A flash of the tip of a cape, shadowy movement in the dark of the alley, and the signal was given. Leaping down from her perch, Kala prepared to land right in front of Black Mask's lieutenant, her plan to sweep his legs out from under him before setting in on the hired muscle.

But gunfire erupted before she even made it the three stories down from the roof, coming in from a direction she hadn't anticipated, from the opposite end of the alley, where none of Mask's men had been sighted. Instinctively, she grabbed her target around the shoulders when she landed, pulling him down and out of the line of fire. Damn ethics, but what other choice did she have? Regardless of the horrors that their boss ordered at times, killing these creeps wasn't an option.

"Stay down," she ordered as she knocked his handgun away with a swift kick, the alley suddenly filling with bright flashes and the deafening roar of a dozen men all firing wildly, all of them shouting at once, incomprehensible beneath the cacophony. Her head spiked in pain; she hadn't knocked her hearing back from high-alert. Returning to a crouch and shaking her head of the sudden throbbing of her eardrums, she reclaimed her bearings and took quick stock of the situation. None of the gunfire seemed to be aimed at her, but instead at the direction of their unexpected company, so none of the thugs were at all prepared for the Bats as they surrounded them, precision strikes delivering pain and impermanent paralysis. So someone stole my thunder there. Can't be one of ours; not with gunfire. I wonder. … But the thought was forgotten as she plunged into the fray.

One by one, the hired muscle fell, Kala joining the action with a few well-aimed strikes of her own to take down two men. A few more seconds, and the alley went relatively quiet, Kala's ears ringing as she swiveled to check that all of Black Mask's men were accounted for. As planned, they were all down for the count, unconscious, a few bleeding, save for—

One more sudden gunshot, and Kala jerked her head up in instant reaction to find Black Mask's lieutenant lurching forward from where he'd been trying to reach for his gun, his hand going to his shoulder instead as blood poured from a fresh wound.

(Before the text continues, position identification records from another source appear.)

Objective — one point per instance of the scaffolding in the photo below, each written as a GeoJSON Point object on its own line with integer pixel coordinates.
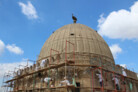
{"type": "Point", "coordinates": [67, 63]}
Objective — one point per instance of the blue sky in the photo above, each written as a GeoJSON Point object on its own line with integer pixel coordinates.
{"type": "Point", "coordinates": [26, 24]}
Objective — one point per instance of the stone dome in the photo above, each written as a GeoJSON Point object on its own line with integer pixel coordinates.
{"type": "Point", "coordinates": [86, 41]}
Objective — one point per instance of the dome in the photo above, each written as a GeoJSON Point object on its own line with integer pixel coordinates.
{"type": "Point", "coordinates": [85, 40]}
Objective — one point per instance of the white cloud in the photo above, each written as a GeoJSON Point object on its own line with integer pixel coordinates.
{"type": "Point", "coordinates": [2, 46]}
{"type": "Point", "coordinates": [28, 10]}
{"type": "Point", "coordinates": [121, 24]}
{"type": "Point", "coordinates": [123, 65]}
{"type": "Point", "coordinates": [14, 49]}
{"type": "Point", "coordinates": [115, 49]}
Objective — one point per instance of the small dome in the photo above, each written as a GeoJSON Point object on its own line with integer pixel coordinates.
{"type": "Point", "coordinates": [86, 40]}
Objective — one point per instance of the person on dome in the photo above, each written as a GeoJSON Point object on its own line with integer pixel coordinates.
{"type": "Point", "coordinates": [100, 78]}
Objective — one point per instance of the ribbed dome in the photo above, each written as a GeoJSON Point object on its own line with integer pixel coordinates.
{"type": "Point", "coordinates": [86, 40]}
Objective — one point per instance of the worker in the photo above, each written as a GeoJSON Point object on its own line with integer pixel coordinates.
{"type": "Point", "coordinates": [42, 63]}
{"type": "Point", "coordinates": [100, 78]}
{"type": "Point", "coordinates": [116, 82]}
{"type": "Point", "coordinates": [65, 82]}
{"type": "Point", "coordinates": [124, 72]}
{"type": "Point", "coordinates": [47, 80]}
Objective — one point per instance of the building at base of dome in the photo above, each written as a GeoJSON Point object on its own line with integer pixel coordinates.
{"type": "Point", "coordinates": [74, 59]}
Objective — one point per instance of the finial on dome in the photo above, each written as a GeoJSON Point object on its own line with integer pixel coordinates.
{"type": "Point", "coordinates": [74, 18]}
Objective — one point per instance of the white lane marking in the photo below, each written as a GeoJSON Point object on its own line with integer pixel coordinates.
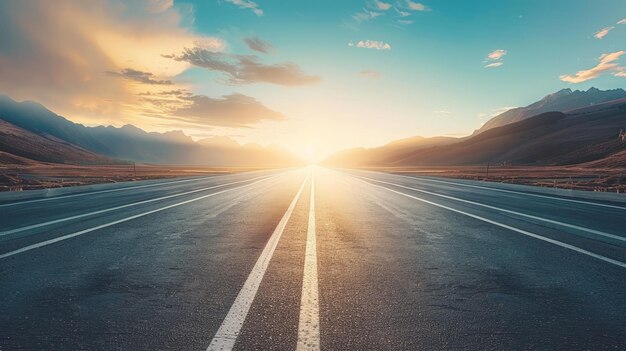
{"type": "Point", "coordinates": [105, 191]}
{"type": "Point", "coordinates": [61, 220]}
{"type": "Point", "coordinates": [573, 226]}
{"type": "Point", "coordinates": [309, 324]}
{"type": "Point", "coordinates": [226, 335]}
{"type": "Point", "coordinates": [502, 225]}
{"type": "Point", "coordinates": [516, 192]}
{"type": "Point", "coordinates": [68, 236]}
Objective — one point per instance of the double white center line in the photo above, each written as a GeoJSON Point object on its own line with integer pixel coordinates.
{"type": "Point", "coordinates": [308, 329]}
{"type": "Point", "coordinates": [309, 326]}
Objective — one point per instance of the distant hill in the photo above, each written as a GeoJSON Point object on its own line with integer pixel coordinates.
{"type": "Point", "coordinates": [134, 144]}
{"type": "Point", "coordinates": [563, 100]}
{"type": "Point", "coordinates": [587, 136]}
{"type": "Point", "coordinates": [387, 154]}
{"type": "Point", "coordinates": [18, 145]}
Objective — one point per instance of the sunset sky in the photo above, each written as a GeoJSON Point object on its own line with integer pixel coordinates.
{"type": "Point", "coordinates": [306, 75]}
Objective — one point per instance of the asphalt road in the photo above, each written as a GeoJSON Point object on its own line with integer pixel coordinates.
{"type": "Point", "coordinates": [312, 259]}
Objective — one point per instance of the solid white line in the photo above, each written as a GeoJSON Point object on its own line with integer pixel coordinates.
{"type": "Point", "coordinates": [61, 220]}
{"type": "Point", "coordinates": [68, 236]}
{"type": "Point", "coordinates": [515, 192]}
{"type": "Point", "coordinates": [502, 225]}
{"type": "Point", "coordinates": [104, 191]}
{"type": "Point", "coordinates": [309, 324]}
{"type": "Point", "coordinates": [572, 226]}
{"type": "Point", "coordinates": [227, 334]}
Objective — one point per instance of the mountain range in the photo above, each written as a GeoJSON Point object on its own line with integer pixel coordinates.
{"type": "Point", "coordinates": [564, 128]}
{"type": "Point", "coordinates": [30, 131]}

"What the hell are you doing, Hood?" Dick shouted, and Kala whirled to see Nightwing stalking across the sea of comatose thugs to grab their unexpected visitor around the bicep. "You were not read in on this one. If any of them die, it's on your hands."

But Kala didn't even have a moment to process what had just happened, as her comm unit hissed with sudden static, and Oracle's voice met her, "Blur, O. Report."

Tearing her gaze away from the scene that was brewing near the mouth of the alley, Kala activated her comm with the touch of a finger, and replied, "Targets are all down and accounted for. At least one shot. B and R are securing the rest."

"Understood. Ambulances are on their way. Oh, and give Red Hood my regards."

"Yeah, sure. Will do. Blur out."

Turning back to the shouting match that was escalating between Nightwing and Red Hood, Kala let out a heavy breath. So this was the elusive Jason Todd that she'd heard about, the infamous absent brother and second former-Robin. From what she could see of him, all leather and black denim, capped with a literal red helmet with indiscernible eyes, she had to wonder, was the little she'd heard of him true? Only one way to find out.